擦著手進屋的沈瑤,還沒來得及說話,便聽秦大川說道:“我跟有根兄弟打過招呼,我好了之前他會給家裏挑水,但你洗衣裳最好去河邊。翻地的事兒,明兒我跟他說。”
“別呀。”沈瑤坐在炕頭,給自己倒了碗水喝,咕咚咕咚的幹了之後,這才道:“這世上最難還的就是人情,我是尋思著讓三川幫忙幹活,到時候給他工錢,也算幫襯自家兄弟了。”

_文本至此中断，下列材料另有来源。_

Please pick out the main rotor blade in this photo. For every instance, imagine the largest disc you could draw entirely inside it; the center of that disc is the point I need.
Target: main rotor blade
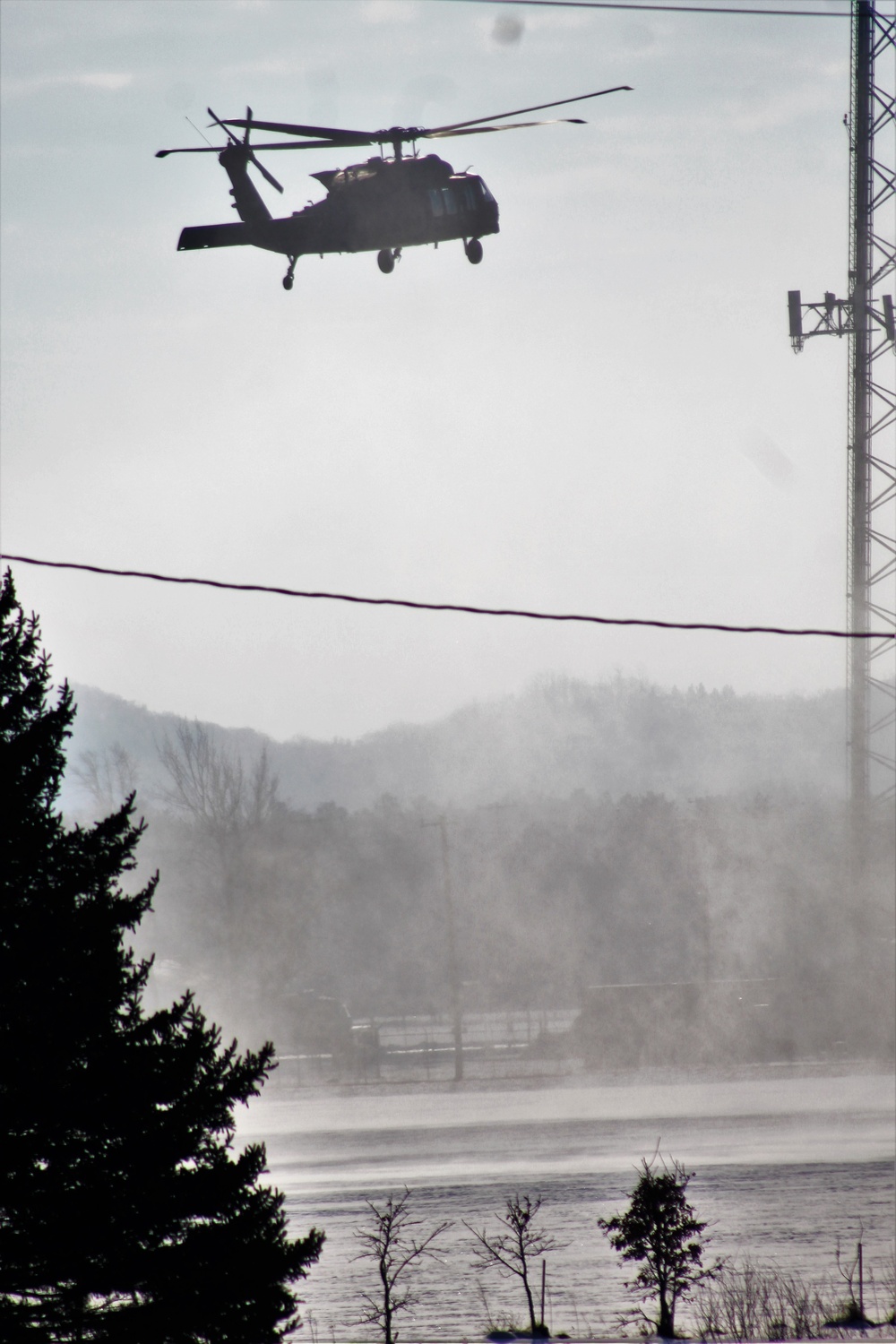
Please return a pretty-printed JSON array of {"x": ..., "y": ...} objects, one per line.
[
  {"x": 194, "y": 150},
  {"x": 266, "y": 175},
  {"x": 520, "y": 112},
  {"x": 357, "y": 137},
  {"x": 512, "y": 125},
  {"x": 274, "y": 144}
]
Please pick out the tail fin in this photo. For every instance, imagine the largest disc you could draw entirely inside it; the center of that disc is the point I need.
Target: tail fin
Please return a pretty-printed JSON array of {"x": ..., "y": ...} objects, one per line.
[{"x": 215, "y": 236}]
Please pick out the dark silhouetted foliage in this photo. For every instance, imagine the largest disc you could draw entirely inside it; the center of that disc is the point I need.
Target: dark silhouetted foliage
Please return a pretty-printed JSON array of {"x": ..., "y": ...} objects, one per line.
[
  {"x": 659, "y": 1233},
  {"x": 124, "y": 1211}
]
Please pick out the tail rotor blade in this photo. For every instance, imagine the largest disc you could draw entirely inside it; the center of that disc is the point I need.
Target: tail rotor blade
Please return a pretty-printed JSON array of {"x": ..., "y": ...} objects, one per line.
[
  {"x": 266, "y": 175},
  {"x": 226, "y": 129}
]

秦大川有些意外的看著沈瑤,他以為沈瑤是不想幹活,要白使喚秦三川呢。
“知道我好看,也不用盯著不挪眼,看膩了咋辦?”朝秦大川眨了下卡姿蘭大眼睛,在對方的冷臉下,沈瑤起身道:“工錢你出,你作為男人總得為這個家做貢獻不是?”
還了於氏人情,也捂緊了錢袋子的沈瑤在寶姐兒的瞪視下又鑽進廚房,並未看到秦大川的耳尖兒又悄然的爬上一抹紅。
“爹,她這是啥意思?”寶姐兒看不懂沈瑤的操作,戒備心更強了。
腦海裏都是沈瑤俏皮眨眼的回放,冷不丁被閨女問這麽一句,秦大川神色有些不自然的道:“跟爹說說進山的事,說的詳細些。”
聞言,寶姐兒立即坐在秦大川身邊,小聲的匯報著進山的那些事,成功的被老爹轉移視線,沒發現他滾燙的耳朵。
沈瑤在廚房拌了野菜,等野雞燉熟了便端到屋裏去。
“家裏的米見底了,我想去村裏買點,去誰家買合適?”把碗筷放到秦大川麵前,沈瑤補充道:“你有傷,倆娃子也小,我不想買拉嗓子的粗糧,打算買點小米和麵。”
“不知道還以為你是城裏來的,整個百家村,就村長家能有幾斤小米,誰家沒事吃白麵啊。”寶姐兒嗆聲沈瑤,還不忘給弟弟夾肉,生怕沈瑤會搶光好啃的肉。
拿起筷子的手一頓,沈瑤暗道自己糊塗,這不是漏了陷嘛。